From June 20-24 2023, the Interdisciplinary Center for the Studies of Philosophy, Arts, and Humanities (University of Chile) hosted the CHCI Annual Meeting.

Conmociones: Critical Distance and Construction of the Common

Recent decades have been marked by civil uprisings and revolts in various regions of the world. From Sri Lanka to Chile, from the Arab world and Europe to Latin America, we have witnessed events of upheaval with an intense sense of the present, where a future orientation based on strategy, organization and leadership is often lacking. If the disruptive effect of these phenomena with respect to the institutional order has been unequivocal, so has been a violence that is not only a consequence of the upheaval, but an inherent condition of the order it challenges.

This conference will question how and what to think about these phenomena, articulating the diagnosis of the “Commotions” as an index of the times with the “Critical Distancing” activated by the methodologies and epistemologies of the humanities and the “Construction of the Common” as their urgent and permanent task.

How do the events of the revolts relate to the programs of the revolutions? Are they, according to their non-programmatic and relatively spontaneous character, mere cathartic outbursts without major consequences? Are they real challenges to the prevailing hegemonic social, political, and economic system or are they only part of its symptoms? What is their temporality, their way of articulating or annulling the traditional tripartition between past, present and future, or of questioning and redefining teleological and empathic projections? What kind of individual or collective subjectivities compose them or are configured by them? What relation do they have with the exasperation in the face of the forms of individual and collective debt that define contemporary inhabiting and colonialism?

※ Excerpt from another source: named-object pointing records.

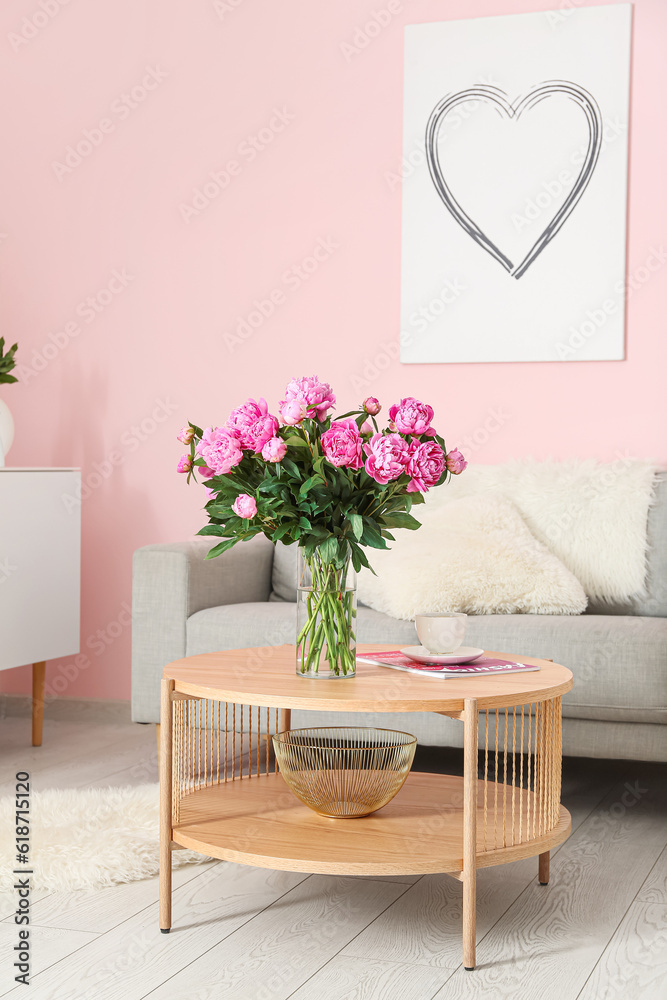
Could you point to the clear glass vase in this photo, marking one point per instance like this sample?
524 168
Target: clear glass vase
326 618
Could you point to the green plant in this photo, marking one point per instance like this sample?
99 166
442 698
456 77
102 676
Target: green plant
7 362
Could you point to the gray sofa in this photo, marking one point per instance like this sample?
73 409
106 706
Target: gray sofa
183 605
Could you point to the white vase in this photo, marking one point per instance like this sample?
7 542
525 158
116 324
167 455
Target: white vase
6 431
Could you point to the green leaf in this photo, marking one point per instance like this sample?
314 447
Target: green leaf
291 467
327 549
281 531
372 536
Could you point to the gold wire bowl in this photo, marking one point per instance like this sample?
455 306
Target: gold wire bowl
344 772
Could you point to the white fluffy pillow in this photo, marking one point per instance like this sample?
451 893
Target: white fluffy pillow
474 555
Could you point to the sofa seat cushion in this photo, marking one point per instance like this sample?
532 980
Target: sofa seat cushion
619 663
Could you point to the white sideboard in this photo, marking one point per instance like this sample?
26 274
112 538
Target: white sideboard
40 571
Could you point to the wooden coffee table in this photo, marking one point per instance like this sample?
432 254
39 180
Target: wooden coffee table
221 795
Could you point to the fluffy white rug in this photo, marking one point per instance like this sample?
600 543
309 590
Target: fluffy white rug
474 555
590 514
88 838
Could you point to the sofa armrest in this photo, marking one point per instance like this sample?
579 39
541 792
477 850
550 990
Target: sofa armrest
170 582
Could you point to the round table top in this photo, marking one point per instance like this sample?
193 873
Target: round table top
266 676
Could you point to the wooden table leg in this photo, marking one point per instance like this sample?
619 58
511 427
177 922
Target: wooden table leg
544 868
165 805
469 832
38 676
285 719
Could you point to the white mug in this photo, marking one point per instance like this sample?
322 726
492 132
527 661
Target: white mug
441 633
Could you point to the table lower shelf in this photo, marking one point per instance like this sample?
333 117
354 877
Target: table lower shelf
258 821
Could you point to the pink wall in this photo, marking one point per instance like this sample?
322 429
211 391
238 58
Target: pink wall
118 382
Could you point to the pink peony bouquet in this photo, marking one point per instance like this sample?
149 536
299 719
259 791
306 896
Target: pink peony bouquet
333 486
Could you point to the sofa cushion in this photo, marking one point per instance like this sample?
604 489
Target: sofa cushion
474 555
653 602
618 663
283 578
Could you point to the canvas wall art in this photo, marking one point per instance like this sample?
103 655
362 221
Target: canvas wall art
514 218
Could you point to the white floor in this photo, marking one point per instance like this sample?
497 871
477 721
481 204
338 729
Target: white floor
597 932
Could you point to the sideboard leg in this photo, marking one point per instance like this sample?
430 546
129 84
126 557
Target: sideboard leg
470 723
38 676
544 868
165 805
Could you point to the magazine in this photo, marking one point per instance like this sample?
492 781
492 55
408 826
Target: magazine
480 667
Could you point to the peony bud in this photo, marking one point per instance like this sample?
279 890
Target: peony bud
245 506
456 463
186 435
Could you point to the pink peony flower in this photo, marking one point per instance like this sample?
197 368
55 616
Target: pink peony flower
412 417
186 435
274 450
426 463
456 463
387 457
252 424
292 412
245 506
342 444
315 395
220 449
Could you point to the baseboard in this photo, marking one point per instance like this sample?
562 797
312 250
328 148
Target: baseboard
68 709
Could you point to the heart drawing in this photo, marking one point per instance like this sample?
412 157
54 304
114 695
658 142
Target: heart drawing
513 111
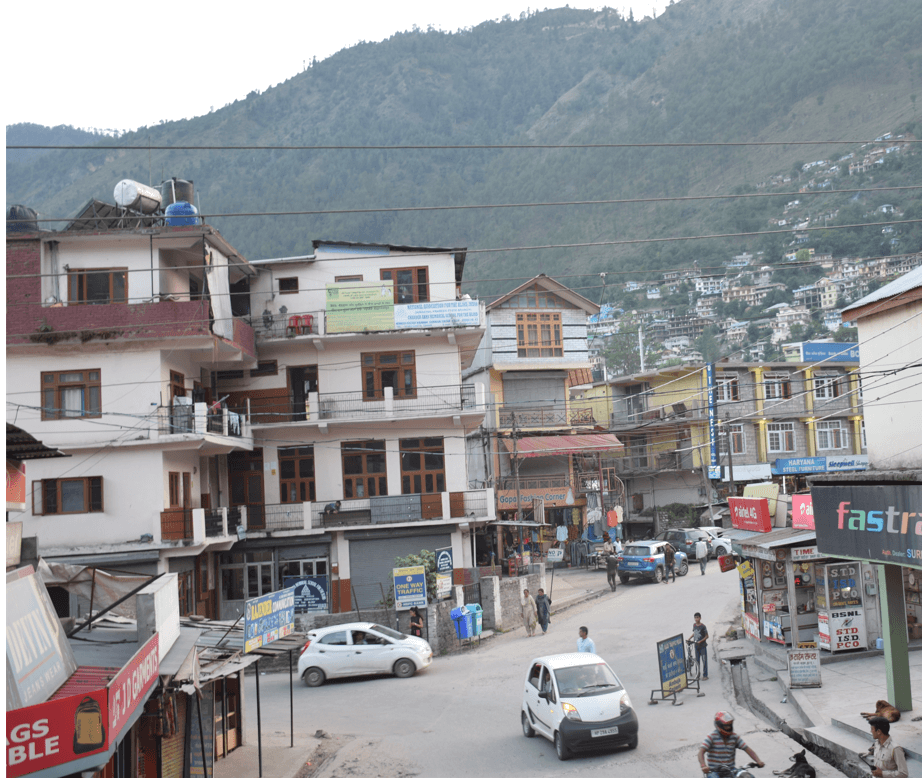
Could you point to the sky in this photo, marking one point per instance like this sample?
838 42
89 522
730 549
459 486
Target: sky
126 65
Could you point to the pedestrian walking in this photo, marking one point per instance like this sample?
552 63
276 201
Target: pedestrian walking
701 554
543 603
529 613
584 643
700 633
669 553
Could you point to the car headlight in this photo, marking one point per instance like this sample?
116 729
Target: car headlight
570 712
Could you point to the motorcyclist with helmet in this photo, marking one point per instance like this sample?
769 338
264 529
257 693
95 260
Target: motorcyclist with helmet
720 747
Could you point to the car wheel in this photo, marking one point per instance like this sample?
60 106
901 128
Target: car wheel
404 668
527 728
563 753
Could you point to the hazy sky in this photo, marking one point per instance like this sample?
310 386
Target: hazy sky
126 65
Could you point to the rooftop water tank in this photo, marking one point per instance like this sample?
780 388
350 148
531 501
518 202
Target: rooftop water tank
181 214
137 197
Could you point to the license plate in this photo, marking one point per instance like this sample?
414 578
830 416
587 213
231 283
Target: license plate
604 732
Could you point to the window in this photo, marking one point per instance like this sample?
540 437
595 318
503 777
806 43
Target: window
831 434
296 474
364 469
72 394
736 436
538 334
288 285
781 437
728 389
411 284
422 465
826 387
67 495
97 287
777 386
394 369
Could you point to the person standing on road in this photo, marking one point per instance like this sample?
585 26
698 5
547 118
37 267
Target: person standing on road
584 643
543 603
669 553
889 758
529 613
701 554
700 633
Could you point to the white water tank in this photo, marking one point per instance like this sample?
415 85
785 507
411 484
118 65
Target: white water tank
137 197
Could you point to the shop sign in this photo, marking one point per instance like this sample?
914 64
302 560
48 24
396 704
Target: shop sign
410 587
877 523
671 656
802 506
804 668
750 513
268 618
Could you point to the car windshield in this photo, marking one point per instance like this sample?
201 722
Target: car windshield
586 680
394 635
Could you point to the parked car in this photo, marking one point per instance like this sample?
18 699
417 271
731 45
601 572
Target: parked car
720 546
685 539
577 702
360 648
645 559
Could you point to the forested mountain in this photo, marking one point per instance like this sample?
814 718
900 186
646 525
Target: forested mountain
702 72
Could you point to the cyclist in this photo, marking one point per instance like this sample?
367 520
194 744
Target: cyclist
720 747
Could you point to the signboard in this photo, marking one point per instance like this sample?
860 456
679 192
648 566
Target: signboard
444 561
750 513
803 511
360 306
804 668
268 618
312 594
409 587
451 313
671 655
878 523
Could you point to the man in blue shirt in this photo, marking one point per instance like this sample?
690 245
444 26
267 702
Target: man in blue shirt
584 643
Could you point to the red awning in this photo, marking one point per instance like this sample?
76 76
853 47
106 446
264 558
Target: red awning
563 445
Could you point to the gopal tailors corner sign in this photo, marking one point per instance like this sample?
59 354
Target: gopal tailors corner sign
876 523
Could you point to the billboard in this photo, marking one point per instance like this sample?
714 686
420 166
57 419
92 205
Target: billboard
875 522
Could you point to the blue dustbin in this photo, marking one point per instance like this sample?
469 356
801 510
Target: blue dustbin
462 618
476 618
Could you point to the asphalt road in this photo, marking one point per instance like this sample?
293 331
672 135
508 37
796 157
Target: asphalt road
461 716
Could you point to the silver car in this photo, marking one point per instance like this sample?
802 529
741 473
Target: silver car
360 648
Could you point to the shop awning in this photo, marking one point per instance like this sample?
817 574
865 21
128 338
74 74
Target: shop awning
563 445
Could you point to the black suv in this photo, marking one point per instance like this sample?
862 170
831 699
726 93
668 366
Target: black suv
685 539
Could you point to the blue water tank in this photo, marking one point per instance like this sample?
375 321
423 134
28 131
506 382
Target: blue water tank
181 214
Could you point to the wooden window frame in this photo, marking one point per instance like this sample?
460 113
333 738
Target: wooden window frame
373 370
417 480
371 480
48 491
77 285
51 383
305 486
529 330
419 286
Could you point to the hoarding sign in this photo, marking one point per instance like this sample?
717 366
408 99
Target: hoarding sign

What are the methodological and epistemological approaches of the humanities to think and intervene in the public sphere in the face of these commotions? Is “critical distancing,” which implies a discernment capable of recognizing articulating differences, a viable response in the midst of these contemporary urgencies that seem to demand immediate action and intervention?

Under what conditions of possibility does the construction of the common occur today? How does what in Spanish we call “comunidad,” which is usually constituted on descriptive and excluding bases—associated with traditions, practices, beliefs, ways of relating among its members—and “lo común,” which appears as a demand for gathering around a disputed configuration, relate to each other? How to respond to the very challenge of building “community” without the appropriation of “the common”? How do we determine and articulate a series of instances that appear delimited by the prefix of the common, of being-together: commotion, cooperation, confidence, confluence, consensus, conspiracy, coercion, consumption, confusion, communication, cognition, conference, consortium?

These are some of the questions that the CHCI annual meeting intends to address.